Dopo il fallimento del tentativo di imporre la propria influenza attraverso i regimi democratici con i Fratelli Musulmani, il Qatar ha spostato le proprie attenzioni sul nascente Stato Islamico fornendo loro qualcosa in più di soldi e armi: attraverso le proprie risorse e l’esperienza dei tecnici dell’emittente Al-Jazeera, nella capitale Doha pare siano stati appositamente formati i registi dell’Isis che poi hanno confezionato i famosi filmati di stampo cinematografico per la propaganda jihadista. Non si tratta quindi solo di un supporto economico, ma di un vero supporto mediatico e culturale legato alla visione di un mondo arabo unito. Secondo diversi osservatori i finanziamenti che dal Qatar giungono a Daesh hanno una doppia valenza: da una parte permettono il mantenimento e l’avanzata dei miliziani jihadisti sui diversi fronti aperti dall’Isis; dall’altra, a parere di Daniel Serwer (ex vice ambasciatore americano a Roma), garantiscono al momento un non-coinvolgimento diretto nel conflitto, scongiurando l’organizzazione e la realizzazione di attentati terroristici sul territorio nazionale. La presenza della base militare anglo-americana ad Udeld, dalla quale vengono coordinate diverse operazioni contro l’Isis, sarebbe infatti una motivazione più che sufficiente per spingere il Califfato a prendere di mira anche il Qatar.
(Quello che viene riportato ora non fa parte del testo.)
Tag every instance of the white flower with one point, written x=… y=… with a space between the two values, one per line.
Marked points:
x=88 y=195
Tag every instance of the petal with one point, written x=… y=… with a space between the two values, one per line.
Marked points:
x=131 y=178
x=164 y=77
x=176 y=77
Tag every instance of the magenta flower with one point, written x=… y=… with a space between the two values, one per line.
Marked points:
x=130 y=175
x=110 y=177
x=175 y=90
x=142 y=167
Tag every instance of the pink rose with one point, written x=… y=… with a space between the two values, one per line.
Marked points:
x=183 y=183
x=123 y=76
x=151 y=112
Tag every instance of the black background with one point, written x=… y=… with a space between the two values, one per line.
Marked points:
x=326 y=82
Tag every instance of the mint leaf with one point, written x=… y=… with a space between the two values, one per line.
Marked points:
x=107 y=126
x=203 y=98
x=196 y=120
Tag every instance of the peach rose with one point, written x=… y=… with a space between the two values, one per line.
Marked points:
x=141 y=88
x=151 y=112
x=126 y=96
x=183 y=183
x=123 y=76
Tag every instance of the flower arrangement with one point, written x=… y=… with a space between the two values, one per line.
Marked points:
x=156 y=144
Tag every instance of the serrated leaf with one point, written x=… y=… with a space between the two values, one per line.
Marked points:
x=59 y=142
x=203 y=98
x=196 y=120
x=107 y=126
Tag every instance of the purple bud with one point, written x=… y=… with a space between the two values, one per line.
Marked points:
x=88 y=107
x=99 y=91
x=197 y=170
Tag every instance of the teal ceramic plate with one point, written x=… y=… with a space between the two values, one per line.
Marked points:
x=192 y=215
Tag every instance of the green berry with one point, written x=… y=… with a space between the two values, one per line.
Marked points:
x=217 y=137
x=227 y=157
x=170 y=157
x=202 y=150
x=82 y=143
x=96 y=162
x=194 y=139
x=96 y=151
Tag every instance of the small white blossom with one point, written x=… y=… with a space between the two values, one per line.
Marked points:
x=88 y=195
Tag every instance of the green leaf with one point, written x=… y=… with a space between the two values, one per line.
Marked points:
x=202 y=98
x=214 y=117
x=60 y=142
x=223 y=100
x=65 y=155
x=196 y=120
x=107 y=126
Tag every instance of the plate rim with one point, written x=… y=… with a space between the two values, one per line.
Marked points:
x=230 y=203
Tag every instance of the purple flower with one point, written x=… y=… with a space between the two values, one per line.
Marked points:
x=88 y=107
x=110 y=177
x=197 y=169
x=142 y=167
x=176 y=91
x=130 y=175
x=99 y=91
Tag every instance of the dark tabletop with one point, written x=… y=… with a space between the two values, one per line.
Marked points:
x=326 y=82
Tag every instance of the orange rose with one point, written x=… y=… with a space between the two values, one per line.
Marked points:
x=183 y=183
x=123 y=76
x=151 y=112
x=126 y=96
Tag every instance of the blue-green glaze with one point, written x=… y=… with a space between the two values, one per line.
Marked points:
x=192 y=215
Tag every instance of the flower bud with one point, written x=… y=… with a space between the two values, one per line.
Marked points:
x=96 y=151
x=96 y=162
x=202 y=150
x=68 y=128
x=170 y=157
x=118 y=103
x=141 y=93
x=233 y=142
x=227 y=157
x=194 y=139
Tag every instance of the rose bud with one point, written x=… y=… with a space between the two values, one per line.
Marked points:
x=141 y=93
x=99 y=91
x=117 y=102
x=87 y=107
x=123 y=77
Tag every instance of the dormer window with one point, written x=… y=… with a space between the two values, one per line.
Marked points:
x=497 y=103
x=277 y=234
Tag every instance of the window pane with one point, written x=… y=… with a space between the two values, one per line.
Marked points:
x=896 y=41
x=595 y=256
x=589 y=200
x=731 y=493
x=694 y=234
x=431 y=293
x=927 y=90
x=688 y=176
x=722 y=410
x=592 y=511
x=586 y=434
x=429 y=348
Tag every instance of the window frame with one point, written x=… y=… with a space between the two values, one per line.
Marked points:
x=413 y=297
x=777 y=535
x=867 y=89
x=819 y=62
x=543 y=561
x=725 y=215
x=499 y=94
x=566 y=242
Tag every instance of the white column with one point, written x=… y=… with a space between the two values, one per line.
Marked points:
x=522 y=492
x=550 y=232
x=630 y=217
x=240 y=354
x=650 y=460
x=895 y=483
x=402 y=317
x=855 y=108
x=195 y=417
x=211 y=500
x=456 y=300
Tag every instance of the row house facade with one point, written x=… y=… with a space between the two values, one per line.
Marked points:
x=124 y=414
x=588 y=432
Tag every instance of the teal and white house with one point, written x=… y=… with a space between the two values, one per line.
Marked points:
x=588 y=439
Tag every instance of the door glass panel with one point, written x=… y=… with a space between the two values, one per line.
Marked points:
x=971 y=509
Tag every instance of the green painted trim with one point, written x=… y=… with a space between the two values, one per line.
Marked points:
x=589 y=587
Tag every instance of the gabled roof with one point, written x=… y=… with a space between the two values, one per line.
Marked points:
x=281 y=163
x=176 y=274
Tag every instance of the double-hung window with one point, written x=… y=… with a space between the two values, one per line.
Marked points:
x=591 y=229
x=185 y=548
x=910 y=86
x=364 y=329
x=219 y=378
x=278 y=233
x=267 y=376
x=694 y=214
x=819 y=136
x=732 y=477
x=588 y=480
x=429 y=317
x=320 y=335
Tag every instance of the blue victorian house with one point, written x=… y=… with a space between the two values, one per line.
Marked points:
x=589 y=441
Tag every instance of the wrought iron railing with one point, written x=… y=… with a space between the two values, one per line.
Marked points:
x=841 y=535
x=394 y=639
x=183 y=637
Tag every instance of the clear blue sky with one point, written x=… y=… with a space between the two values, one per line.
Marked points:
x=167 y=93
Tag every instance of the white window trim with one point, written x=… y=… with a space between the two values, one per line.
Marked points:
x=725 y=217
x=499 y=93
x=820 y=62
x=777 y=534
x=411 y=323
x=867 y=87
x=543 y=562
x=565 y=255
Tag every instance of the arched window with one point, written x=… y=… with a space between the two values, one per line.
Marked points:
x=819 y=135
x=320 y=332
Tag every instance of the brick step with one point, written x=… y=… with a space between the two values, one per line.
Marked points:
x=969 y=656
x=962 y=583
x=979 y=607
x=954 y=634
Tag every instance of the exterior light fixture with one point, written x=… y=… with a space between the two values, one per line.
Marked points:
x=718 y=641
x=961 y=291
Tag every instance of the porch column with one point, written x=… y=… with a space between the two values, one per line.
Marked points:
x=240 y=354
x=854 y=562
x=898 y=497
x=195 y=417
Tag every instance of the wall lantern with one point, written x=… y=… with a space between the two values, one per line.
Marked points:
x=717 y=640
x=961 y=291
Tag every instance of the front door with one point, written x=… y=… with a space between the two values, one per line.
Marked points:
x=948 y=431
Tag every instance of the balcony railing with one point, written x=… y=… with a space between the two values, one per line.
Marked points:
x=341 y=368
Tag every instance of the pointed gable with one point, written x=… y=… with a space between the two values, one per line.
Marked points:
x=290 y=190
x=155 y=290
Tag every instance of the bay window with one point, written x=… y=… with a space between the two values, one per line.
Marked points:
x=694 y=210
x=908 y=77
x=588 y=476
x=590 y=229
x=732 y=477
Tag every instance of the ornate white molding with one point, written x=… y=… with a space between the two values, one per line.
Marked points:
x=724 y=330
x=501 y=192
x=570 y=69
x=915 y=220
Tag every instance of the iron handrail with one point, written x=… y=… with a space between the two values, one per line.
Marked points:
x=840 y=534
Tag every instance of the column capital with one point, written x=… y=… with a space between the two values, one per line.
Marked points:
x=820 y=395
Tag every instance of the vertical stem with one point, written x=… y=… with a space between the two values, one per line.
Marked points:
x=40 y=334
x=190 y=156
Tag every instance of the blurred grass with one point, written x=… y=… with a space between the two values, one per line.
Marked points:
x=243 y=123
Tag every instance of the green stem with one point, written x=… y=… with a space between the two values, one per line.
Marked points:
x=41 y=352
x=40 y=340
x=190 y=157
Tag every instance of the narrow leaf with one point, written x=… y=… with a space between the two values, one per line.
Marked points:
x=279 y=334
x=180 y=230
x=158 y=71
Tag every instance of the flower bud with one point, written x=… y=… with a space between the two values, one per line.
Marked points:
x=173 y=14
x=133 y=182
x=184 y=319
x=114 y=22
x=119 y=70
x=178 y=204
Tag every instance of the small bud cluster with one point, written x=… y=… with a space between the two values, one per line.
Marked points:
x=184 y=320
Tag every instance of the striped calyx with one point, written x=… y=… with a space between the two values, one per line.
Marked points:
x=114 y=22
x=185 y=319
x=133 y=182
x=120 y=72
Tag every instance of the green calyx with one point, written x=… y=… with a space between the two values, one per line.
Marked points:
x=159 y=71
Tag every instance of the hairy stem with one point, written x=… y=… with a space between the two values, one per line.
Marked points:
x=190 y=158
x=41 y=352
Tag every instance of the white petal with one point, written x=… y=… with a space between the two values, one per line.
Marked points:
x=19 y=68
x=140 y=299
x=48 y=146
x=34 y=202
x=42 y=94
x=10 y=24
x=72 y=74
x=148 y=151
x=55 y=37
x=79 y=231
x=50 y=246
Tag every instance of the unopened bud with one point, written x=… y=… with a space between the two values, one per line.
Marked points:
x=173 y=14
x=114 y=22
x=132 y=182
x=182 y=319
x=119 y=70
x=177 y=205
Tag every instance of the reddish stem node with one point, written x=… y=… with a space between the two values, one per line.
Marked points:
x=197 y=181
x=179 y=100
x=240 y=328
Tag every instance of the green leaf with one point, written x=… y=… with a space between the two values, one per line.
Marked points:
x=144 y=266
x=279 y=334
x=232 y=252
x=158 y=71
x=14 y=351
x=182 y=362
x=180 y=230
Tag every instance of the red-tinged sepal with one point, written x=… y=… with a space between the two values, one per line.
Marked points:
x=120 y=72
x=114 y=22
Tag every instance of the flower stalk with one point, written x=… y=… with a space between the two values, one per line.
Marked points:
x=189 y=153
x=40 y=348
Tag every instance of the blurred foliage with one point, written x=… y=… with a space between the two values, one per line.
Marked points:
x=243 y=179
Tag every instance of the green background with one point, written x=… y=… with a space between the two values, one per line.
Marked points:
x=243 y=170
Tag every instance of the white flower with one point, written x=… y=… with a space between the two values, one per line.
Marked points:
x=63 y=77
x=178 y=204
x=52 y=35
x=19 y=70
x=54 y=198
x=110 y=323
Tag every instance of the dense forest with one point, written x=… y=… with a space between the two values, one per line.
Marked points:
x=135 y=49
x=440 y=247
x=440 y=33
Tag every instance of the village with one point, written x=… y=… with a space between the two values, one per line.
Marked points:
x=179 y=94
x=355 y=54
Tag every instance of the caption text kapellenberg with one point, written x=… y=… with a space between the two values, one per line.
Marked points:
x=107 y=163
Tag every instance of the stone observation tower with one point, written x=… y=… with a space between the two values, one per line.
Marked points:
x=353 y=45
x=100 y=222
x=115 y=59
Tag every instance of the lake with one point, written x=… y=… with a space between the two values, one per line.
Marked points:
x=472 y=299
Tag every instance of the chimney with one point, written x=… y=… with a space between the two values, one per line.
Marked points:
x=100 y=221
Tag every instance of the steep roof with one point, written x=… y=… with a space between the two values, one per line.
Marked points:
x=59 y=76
Secondo le speranze del sovrano al-Thani, il fatto di finanziare in maniera consistente i terroristi metterebbe al sicuro il Paese da possibili tentativi di invasione da parte del’Isis e rafforzerebbe la speranza di poter dialogare col Califfato, forti delle convergenze culturali che legano fra loro i due Stati sunniti. La doppiezza del Qatar è apparentemente tollerata dagli Usa per la doppia valenza strategica di cui abbiamo parlato all’inizio: il petrolio proveniente dal Paese arabo è troppo prezioso per l’Occidente per compromettere i rapporti coi governanti e, nel Golfo, le basi presenti in Qatar hanno un’importanza militare unica. Secondo un’inchiesta del New York Times, però, la tolleranza degli Stati Uniti certe situazioni potrebbe essersi trasformata in una vera e propria complicità. Ne sono l’esempio una serie di voli di C-17 qatarini volati dalla Libia a Doha per poi dirigersi verso una città turca sul confine siriano: il NYT ritiene fondata l’ipotesi che il carico dei cargo fossero armi e che i funzionari statunitensi responsabili dei permessi di volo necessari per sorvolare le zone di guerra non potessero non saperlo. Ad aumentare le speculazione è il fatto che a pianificare ed a organizzare la logistica di quei voli è stata una società di trasporti che i media statunitensi hanno in passato definito come “l’agente di viaggio della Cia”.